One in 5,000 Pro Boxing Bouts End in Death by Brain Injury

One in 5,000 pro boxing bouts end with a fighter dying from brain trauma. A shocking statistic. But one recently published by the the Association of Ringside Physicians in their Journal of Combat Sports Medicine.

In the study, titled “Mortality Resulting From Head Injury In Professional Boxing Revisited” the physicians reviewed reported worldwide mortalities from head injuries in pro boxing from 2000 – 2019. These deaths were taken from the Manuel Velazquez Boxing Fatality Collection. The qualifying entries were verified using BoxRec. The included fatalities where then analyzed with other variables including age, year of death, whether the bout ended in KO or TKO, result of bout, number of rounds, weight class, location of bout and more.

The study found that 84 of the reported deaths met their inclusion criteria (pro boxing deaths from in ring brain trauma). According to BoxRec 428,904 bouts took place during 2000-2019. Leading to an “incidence of approximately one brain-related fatality per 5,000 bouts“.
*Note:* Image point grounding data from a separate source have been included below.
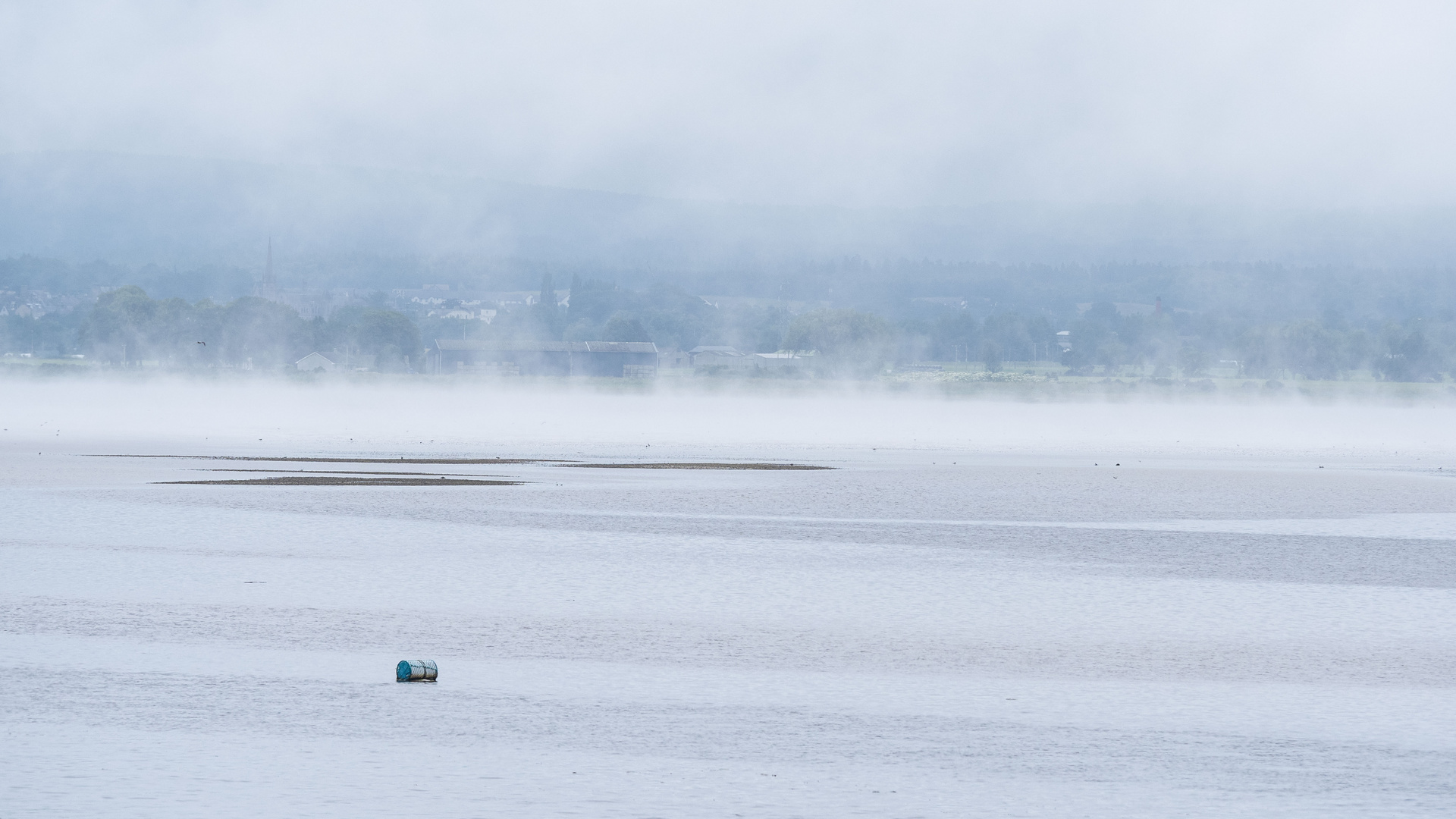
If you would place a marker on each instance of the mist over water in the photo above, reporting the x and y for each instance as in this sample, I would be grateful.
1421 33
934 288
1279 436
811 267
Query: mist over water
819 411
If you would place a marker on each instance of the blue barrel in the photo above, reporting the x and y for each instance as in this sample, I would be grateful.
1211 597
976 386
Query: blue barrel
416 670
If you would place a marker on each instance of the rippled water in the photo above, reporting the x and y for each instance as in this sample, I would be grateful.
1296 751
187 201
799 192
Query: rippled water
918 632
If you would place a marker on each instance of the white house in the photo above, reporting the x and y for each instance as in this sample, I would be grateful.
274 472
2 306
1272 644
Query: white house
316 362
783 359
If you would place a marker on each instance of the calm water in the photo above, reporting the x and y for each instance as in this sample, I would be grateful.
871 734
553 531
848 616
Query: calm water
922 632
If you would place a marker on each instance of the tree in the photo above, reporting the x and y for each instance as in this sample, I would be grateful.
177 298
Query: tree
849 344
990 356
622 327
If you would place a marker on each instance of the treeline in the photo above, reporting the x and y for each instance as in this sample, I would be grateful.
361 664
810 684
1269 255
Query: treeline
127 327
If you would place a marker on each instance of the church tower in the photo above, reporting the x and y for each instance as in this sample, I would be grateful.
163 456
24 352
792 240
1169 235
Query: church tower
268 287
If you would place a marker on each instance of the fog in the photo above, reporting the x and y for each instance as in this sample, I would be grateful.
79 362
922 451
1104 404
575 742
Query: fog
492 420
795 411
906 105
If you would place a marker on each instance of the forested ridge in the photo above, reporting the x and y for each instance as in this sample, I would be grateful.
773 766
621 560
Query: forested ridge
1257 321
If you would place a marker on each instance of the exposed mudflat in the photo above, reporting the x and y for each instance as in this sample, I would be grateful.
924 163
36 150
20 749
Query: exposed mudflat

When looking at the other variables in play the physicians concluded as follows:

  • The mean age of the boxer at the time of death was 26 years old
  • Fatalities seem to have decreased from 2000-2009 to 2010-2019
  • 41.67% of the deaths were following a knockout
  • 34.52% of the deaths followed a TKO
  • About 1/3 of the KO/TKO deaths occured in the last scheduled round of the bout
  • A higher prevalence of fatalities occurred at the lower weight classes

Commenting on deaths occurring more in later rounds and at lower weight classes the authors opined as follows

It is reasonable to infer from this trend that repetitive head blows over the course of a bout may be a more significant risk factor for traumatic brain injury than one big KO punch…Weight classes 135 lbs and lower continue to have a higher incidence in fatality than the heavier weight classes…it is thought by some that dehydration decreases cerebrospinal fluid and brain volume, creating a situation for a greater chance of TBI. Lighter weight class boxers in general tend to cut a higher percentage of body weight – potentially placing than at a higher risk for TBI

The full study can be found here.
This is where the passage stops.